Toch erg wat er met die Lionel Messi gebeurt. De man kreeg er in Barcelona na 21 jaar geen nieuw contract. En dat voor een habbekras van 139 miljoen euro per jaar. Het mag niet meer van de Spaanse voetbalbond, die FC Barcelona (en de andere Spaanse clubs) een faillissement wil besparen. Nu moet die sukkelaar gaan voetballen in bij Paris Saint-Germain (PSG) voor een hongerloon van amper 40 miljoen.
De Parijse supporters hebben hem ondertussen met open armen ontvangen. Velen, die waarschijnlijk zelf amper een nagel hebben om zich te krabben, stonden al dagen te drummen om hun nieuwe idool toe te juichen. Men zou voor minder van ‘gestoorden’ kunnen spreken, maar dat noemt men tegenwoordig ‘clubliefde’. Doet me denken aan mijn verblijf in Italië (1963/72), toen bij de ploeg van Napels – zowat de armste grote stad van Italië – alle 80.000 stadionplaatsen waren uitverkocht aan abonnees, waarvan het merendeel het dagdagelijks moeilijk had om de eindjes aan mekaar te knopen. En toen moest Maradona, die andere Messias, nog komen.
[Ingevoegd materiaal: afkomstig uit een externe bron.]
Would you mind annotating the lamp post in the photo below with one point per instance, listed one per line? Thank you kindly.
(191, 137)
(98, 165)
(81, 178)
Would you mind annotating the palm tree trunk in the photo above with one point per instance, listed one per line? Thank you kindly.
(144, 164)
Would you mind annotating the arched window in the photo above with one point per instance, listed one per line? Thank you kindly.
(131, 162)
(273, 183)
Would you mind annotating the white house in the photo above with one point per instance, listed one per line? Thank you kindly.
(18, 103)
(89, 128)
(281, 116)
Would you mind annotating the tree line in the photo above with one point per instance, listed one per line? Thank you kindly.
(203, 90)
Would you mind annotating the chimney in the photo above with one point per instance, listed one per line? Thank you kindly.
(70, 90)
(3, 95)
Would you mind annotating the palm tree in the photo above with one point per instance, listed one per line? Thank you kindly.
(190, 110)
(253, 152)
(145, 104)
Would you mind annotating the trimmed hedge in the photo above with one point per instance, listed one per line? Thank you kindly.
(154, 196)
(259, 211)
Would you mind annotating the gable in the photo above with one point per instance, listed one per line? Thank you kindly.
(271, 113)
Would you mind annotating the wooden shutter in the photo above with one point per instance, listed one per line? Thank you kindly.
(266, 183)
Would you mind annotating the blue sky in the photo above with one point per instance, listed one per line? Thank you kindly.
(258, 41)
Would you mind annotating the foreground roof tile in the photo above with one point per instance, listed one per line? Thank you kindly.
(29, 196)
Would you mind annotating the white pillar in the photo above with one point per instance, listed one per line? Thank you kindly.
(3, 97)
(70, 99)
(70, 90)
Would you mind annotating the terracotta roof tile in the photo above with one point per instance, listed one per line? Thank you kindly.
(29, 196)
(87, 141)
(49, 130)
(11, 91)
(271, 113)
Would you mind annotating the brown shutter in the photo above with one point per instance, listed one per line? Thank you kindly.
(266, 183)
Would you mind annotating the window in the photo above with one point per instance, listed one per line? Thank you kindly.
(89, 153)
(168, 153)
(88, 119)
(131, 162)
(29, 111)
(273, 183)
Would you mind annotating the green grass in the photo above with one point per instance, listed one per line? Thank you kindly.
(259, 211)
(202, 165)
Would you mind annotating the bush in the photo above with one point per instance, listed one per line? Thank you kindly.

Bij de topspelers zelf is van clubliefde minder te merken. Dat ziet men ook bij ‘onze’ Lukaku, die het na twee dik betaalde seizoenen bij Inter Milaan voor bekeken houdt en een contract (én comeback) bij het Britse Chelsea heeft gerealiseerd, waarbij hij nog meer miljoenen zal ‘verdienen’. De verkoopsom zelf ligt boven de 100 miljoen euro. Voor wie het zich nog herinnert: meer dan 4 miljard oude Belgische frankskens voor één voetballer! Black Lives Matter, you know. Al moet er bij Lukaku worden bij gezegd dat de man iets meer kan dan alleen voetballen. Hij is vlot viertalig, uitzonderlijk voor een ‘Brusselaar’.
Zoals ik al meer heb geschreven: topsport is in de eerste plaats big business geworden. Men kan het de beoefenaars niet kwalijk nemen. Hoogstens wat medelijden hebben met de fans.